Need to manage fallout from PDS affair

The last few weeks have witnessed an intense debate on the propriety or otherwise of the country’s decision to allow Private Sector Participation (PSP) in the turnaround efforts of its power sector.

While there is a general consensus on the need for a PSP in the power sector, the bone of contention has been the processes leading to the entity being selected to undertake the job.

On March 1, the Millennium Development Authority (MiDA) which is the implementing agency for the Millennium Challenge Corporation (MCC), leading the processes in Ghana, approved the Power Distribution Services (PDS) over others to perform that duty.

In line with the terms of the Compact and as a precondition for the country to access the MCC funds estimated at about $500million, the government signed the concession agreement with PDS to enable it commences work.

However, barely four months into its operations, the government raised the red flag signalling that some breaches in terms of the condition precedent for the consummation of the contract have been detected.

The government subsequently, suspended the operations of PDS pending an independent investigation into the matter so as to establish the level of the supposed breaches.

The breaches we are told involved a fictitious Insurance Guarantee issued by a Qatari based insurance company on behalf of PDS.

Following the investigations, the government arrived at the conclusion that the supposed breaches were weighty enough to call for the termination of the concession agreement. The government subsequently notified the MCC of its decision to terminate the agreement.

The announcement of government decision over the last three days seems to have ruffled a lot of feathers both within and without the country.
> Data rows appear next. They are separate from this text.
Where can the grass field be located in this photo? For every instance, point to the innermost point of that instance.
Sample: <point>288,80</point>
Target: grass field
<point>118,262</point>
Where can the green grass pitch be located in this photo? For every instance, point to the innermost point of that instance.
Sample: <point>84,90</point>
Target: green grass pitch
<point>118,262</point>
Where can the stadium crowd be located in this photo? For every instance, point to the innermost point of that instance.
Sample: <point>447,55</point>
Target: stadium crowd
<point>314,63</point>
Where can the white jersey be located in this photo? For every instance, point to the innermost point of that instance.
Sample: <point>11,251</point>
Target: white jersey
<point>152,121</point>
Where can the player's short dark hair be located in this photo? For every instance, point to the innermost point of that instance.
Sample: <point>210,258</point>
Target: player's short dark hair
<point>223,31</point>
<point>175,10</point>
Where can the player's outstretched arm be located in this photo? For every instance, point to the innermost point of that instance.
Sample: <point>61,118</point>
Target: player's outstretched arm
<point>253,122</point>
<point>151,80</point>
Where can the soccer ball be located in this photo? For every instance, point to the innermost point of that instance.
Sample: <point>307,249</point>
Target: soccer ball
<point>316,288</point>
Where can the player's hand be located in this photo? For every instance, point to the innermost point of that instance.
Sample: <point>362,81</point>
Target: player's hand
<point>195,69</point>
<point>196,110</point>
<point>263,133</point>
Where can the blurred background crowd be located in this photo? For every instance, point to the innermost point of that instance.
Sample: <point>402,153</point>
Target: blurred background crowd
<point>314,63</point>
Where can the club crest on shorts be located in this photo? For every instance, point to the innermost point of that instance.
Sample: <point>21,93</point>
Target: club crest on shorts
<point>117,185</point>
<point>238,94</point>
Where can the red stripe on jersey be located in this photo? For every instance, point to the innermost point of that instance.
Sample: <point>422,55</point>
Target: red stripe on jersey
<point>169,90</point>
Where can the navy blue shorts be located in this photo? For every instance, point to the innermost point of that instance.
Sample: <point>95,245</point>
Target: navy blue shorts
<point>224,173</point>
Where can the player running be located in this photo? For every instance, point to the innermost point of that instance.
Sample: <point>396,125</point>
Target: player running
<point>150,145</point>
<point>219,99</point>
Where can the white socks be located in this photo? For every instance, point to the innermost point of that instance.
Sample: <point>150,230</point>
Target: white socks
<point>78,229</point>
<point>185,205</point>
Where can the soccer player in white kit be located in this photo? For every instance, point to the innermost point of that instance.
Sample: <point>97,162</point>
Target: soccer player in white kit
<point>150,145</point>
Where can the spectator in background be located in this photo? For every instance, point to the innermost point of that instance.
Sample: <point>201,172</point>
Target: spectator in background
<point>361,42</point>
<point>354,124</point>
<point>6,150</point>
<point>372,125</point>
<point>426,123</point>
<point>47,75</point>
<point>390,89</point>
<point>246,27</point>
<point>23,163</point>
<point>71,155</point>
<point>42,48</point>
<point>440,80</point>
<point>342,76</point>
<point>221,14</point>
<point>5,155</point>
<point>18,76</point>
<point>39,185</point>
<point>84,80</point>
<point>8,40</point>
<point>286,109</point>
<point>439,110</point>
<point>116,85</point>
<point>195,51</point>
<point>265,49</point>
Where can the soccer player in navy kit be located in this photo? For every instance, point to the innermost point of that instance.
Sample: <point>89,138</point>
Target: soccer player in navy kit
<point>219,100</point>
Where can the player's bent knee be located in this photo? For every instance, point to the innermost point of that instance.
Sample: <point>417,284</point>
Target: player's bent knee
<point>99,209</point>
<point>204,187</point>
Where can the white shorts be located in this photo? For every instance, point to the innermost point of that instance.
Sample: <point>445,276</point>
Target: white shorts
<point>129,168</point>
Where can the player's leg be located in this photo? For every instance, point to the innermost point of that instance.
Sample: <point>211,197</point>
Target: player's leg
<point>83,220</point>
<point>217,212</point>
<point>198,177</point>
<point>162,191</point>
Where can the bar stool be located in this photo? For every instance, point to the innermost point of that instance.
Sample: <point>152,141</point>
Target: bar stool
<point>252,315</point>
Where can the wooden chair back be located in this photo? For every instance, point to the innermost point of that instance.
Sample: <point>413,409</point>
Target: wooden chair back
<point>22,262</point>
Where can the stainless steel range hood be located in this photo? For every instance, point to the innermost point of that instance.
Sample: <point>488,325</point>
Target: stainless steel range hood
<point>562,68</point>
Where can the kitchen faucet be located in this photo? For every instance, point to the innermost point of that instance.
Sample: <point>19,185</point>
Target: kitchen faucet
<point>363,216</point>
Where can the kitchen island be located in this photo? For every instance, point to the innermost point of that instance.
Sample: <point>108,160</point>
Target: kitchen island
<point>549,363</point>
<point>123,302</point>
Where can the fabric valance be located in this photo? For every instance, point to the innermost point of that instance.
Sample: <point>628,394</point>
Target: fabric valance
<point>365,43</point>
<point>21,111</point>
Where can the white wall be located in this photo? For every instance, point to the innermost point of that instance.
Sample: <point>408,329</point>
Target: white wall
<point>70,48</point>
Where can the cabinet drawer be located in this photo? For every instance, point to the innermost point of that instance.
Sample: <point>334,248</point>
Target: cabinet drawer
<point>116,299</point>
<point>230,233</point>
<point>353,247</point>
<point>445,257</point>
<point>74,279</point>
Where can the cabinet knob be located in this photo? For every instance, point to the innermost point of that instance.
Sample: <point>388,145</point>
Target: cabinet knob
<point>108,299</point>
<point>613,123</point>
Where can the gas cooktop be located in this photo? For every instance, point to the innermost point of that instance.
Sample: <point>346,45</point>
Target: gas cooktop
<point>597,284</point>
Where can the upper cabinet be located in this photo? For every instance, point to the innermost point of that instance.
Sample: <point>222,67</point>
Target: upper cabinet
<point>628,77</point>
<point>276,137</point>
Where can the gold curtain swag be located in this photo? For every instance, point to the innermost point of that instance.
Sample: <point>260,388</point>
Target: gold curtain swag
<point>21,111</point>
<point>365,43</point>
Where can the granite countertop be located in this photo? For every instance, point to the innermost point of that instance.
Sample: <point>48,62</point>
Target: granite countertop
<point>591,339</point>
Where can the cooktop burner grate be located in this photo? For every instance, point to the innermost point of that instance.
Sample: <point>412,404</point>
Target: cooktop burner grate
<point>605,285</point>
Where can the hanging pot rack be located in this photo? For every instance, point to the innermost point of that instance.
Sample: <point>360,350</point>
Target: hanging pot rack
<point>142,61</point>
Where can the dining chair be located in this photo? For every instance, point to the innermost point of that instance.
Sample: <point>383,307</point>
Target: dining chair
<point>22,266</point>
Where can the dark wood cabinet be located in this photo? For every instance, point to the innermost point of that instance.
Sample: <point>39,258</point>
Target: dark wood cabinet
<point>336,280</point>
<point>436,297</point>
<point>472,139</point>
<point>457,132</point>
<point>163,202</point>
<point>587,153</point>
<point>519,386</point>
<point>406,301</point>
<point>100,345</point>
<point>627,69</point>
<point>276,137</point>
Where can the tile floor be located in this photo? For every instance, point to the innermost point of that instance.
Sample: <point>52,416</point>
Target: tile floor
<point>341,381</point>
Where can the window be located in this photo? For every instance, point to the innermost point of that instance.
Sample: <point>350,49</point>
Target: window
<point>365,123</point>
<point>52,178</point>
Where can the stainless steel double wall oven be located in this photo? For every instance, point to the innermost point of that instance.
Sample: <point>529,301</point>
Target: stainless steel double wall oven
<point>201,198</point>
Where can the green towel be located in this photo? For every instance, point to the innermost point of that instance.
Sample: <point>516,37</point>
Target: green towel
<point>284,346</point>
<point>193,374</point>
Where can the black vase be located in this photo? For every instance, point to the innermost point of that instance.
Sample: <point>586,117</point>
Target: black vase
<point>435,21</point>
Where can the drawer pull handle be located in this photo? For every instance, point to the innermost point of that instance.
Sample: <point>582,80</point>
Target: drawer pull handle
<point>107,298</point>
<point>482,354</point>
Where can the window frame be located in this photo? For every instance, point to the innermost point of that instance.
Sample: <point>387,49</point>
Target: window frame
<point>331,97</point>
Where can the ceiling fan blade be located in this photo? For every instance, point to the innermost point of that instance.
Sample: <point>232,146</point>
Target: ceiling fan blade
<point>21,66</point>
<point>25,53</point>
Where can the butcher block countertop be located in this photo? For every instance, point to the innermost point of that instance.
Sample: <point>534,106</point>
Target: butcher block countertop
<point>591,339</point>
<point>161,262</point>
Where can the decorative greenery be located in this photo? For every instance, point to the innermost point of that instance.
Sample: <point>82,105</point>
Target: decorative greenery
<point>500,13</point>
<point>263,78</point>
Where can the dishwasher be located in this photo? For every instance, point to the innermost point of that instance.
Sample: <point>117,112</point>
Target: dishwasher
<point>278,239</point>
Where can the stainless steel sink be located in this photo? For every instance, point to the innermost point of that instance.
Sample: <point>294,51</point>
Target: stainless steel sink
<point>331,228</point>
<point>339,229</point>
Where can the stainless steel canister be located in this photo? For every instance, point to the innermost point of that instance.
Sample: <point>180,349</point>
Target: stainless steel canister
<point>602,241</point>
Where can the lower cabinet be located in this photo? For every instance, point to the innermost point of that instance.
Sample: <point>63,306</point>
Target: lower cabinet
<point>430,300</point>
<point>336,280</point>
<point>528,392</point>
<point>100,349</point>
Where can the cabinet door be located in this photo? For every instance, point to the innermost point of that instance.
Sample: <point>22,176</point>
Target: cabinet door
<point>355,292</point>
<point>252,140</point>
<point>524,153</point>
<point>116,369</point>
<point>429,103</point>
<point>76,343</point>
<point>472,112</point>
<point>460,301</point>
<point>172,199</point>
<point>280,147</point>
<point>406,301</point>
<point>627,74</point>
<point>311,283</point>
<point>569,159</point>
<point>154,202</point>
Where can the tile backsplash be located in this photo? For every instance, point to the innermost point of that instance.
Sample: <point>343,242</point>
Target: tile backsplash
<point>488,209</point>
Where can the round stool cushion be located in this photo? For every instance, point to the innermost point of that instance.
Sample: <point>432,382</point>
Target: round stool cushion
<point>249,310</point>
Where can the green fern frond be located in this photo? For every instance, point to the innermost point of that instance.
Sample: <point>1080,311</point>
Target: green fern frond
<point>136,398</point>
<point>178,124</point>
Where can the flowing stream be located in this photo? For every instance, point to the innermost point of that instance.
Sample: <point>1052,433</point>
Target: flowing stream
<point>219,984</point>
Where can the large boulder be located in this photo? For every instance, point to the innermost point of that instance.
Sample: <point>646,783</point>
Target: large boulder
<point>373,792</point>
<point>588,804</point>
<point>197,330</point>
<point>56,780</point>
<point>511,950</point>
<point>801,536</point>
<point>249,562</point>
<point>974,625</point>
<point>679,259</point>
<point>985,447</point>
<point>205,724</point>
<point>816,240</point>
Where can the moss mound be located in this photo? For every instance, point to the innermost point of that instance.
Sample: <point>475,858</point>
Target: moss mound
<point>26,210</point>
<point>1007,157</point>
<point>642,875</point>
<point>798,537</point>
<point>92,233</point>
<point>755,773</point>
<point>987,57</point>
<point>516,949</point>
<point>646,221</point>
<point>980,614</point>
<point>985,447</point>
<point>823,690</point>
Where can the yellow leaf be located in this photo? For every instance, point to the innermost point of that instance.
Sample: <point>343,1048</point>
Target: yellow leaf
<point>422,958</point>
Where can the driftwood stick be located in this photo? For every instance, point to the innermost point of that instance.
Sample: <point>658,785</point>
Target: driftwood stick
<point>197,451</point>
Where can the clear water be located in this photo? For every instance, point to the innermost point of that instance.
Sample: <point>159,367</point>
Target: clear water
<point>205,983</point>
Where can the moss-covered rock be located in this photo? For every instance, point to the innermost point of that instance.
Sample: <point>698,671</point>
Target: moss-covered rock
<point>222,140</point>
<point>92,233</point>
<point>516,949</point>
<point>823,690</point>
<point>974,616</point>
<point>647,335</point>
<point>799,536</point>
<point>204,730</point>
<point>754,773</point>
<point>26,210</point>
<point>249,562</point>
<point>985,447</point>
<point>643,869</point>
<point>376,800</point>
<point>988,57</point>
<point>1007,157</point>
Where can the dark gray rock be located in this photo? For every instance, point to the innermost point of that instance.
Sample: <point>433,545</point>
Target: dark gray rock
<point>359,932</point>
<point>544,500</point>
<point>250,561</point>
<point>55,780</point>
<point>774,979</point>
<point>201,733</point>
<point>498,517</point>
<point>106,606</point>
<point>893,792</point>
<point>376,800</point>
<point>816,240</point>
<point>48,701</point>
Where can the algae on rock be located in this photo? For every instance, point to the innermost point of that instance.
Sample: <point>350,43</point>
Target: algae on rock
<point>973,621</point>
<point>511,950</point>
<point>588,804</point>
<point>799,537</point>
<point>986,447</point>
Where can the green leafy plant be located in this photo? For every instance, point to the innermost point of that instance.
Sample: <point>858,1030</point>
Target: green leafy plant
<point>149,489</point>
Several individuals including; Civil Society Organisations (CSOs), political party actors and industry players have expressed divergent views about the decision.

While some are of the view that the whole process from its very inception was botched with controversies and for that matter should not have taken place at all, others feel it is a vindication of their stands against the choice of PDS as the entity for the concession.

In spite of these, there are others who also feel that what has been presented as breaches after the independent investigation by the government were not strong enough for the government to go ahead to terminate the agreement.

In the midst of the debate, yesterday, government through the Minister of Information announced that it had terminated the concession agreement, and processes have already commenced for the transfer of assets back to the ECG.

The government also announced that as a result of its decision to terminate the agreement, the country has also forfeited the last tranche of $190million of the Compact II. While it describes the forfeiture of the $190million as painful, it explained that the decision is in the larger interest of the country and the citizens.

Following the announcement by the government, the debate and the blame game have become intense, however, it is important that as a people we come to the realisation that we cannot continue to cry over spilt milk.

What we need now is to build consensus on the way forward for the country in terms of what we need to do with ECG. Though the argument on all sides seems to make sense, it is imperative to emphasise that no matter the gravitas of one’s argument, the fact still remains that government has terminated the contract and the country has lost a whopping $190million.

It is the considered opinion of the Ghanaian Times that whilst we cannot continue to cry over spilt milk; it is equally important that we put in place immediate measures to ensure that we do not slip down the slippery slope.

In this case we believe that the one who must lead the processes of consensus building must be the President of the Republic. We believe the President as he has demonstrated over time must seize the opportunity and rally the support of all Ghanaians irrespective of their opinion to chart a new course for ECG which is a strategic national asset.

We believe that in spite of the fall outs, the PDS has taught all of us that the ECG is not a dead entity as we have been made to believe and that with the right management and liquidity support, ECG can become the most viable electricity distribution company in the world.